Interview on Trans Folks’ Minority Stress and More – #LGBTWellness Roundup, Week of 1/9/2023


Each week LGBT HealthLink, a Program of CenterLink, brings you a round-up of some of the biggest LGBTQ wellness stories from the past week.

You can LISTEN to our Weekly Wellness Roundup podcast! Subscribe here: https://bit.ly/LGBTWellnessPodcast or where ever you podcast.

Unpacking Minority Stress on Our Podcast

On this week’s podcast version of the Roundup, we speak with Dr. Jae Puckett, whose research on minority stress and mental health among trans and nonbinary people was included in an issue of the Roundup from late 2022. In the conversation, Dr. Puckett discusses the importance of looking at how local support (or lack thereof) for trans people is of increasing importance as many states have taken on anti-trans legislation over the past few years. You can check us out on whatever podcast platform you prefer to hear this interview (and follow our podcast week to week!). 

Bi Women, Gay Men Face Hypertension Inequities

tctMD reported on new research finding that hypertension disproportionately impacts gay men and bisexual women, who face about 20% higher risk compared to their heterosexual peers. Additionally, among bisexual women, hypertension is more likely to go untreated. Researchers say that the results “highlight the need for healthcare providers to create affirming clinical settings for LGB people,” including by asking patients about their sexual orientation and reaffirming nondiscrimination policies.

Major Care Providers Lag on SOGI Data

Stat published an opinion piece arguing that more data is needed on LGBT individuals, especially in combination with data on race and ethnicity, to better understand care needs. They examined the case of the Moffitt Cancer Center, began collecting sexual orientation data in 2016 and gender identity data in 2017. So far, only 2.5% of patients have self-identified as LGBT, which might be of concern given that it is well below the percent of the population who identifies this well. Nonetheless, as one of few cancer centers collecting this data, it could prove a useful source of information on improving cancer outcomes in the population – and pushing others to collect such data. 

Examining ART Differences by Race, Ethnicity

JAMA published a study of over 42,000 people entering HIV care, which found that the probability someone would start ART at the one-month mark did not vary significantly across most racial and ethnic differences. However, the researchers did find that Black and Latinx individuals were less likely than White peers to receive INSTI-containing ART until that became the standard of care later in the study period.

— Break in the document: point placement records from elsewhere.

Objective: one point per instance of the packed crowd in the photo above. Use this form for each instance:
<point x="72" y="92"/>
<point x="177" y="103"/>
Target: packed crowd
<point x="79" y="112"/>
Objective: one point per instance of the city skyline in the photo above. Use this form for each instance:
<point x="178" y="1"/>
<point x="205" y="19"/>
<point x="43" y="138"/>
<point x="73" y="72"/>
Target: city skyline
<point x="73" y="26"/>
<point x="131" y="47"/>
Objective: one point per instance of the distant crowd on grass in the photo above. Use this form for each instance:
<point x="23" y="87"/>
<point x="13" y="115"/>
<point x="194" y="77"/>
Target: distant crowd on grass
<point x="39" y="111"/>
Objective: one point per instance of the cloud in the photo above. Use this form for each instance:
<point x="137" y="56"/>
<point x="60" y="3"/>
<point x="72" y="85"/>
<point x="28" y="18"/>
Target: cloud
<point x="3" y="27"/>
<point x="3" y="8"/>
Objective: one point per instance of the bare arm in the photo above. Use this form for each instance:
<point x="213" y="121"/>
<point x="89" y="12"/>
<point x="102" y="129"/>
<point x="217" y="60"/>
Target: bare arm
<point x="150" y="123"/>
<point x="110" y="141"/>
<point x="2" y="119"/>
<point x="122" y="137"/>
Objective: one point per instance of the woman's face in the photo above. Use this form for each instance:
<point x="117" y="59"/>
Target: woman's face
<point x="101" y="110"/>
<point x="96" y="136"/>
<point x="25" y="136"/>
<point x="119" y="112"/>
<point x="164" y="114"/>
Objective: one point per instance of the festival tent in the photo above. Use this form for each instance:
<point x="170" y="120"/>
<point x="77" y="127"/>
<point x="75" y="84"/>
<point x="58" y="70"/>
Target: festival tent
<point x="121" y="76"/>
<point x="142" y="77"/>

The study team said that more research is needed to understand why that was the case, which is important given the major HIV-related disparities facing Black and Latinx individuals in the U.S.

How Schools Can Improve Mental Health

Education Week reported on the challenges facing LGBT students in accessing mental health care at school. Even in the highest-scoring state in the country – Vermont – almost half (45%) of LGBT students could not access the care they wanted, while other states reported rates of up to 72% unable to access services. The article recommends that schools expand not only counseling, but also LGBT-affirming programming like Gender and Sexuality Alliances, as well as implement teacher training, transgender-affirming policies on issues like restroom access, and anti-bullying provisions.

Appeals Court Negates Right to Bathroom Access

Gay City News reported that a federal appeals court overturned a lower court, which had ruled in favor of a transgender boy’s right to use the school restroom that matched his gender identity. The lower court said that the Equal Protection Clause of the Constitution and Title IX’s prohibitions of sex-based discrimination would apply to the boy’s case, which is seemingly in line with the recent Supreme Court decision finding that sex discrimination provisions apply equally to LGBT people. The decision, unless overridden by the Supreme Court, sets precedent in Florida (where the boy went to school) as well as Alabama and Georgia.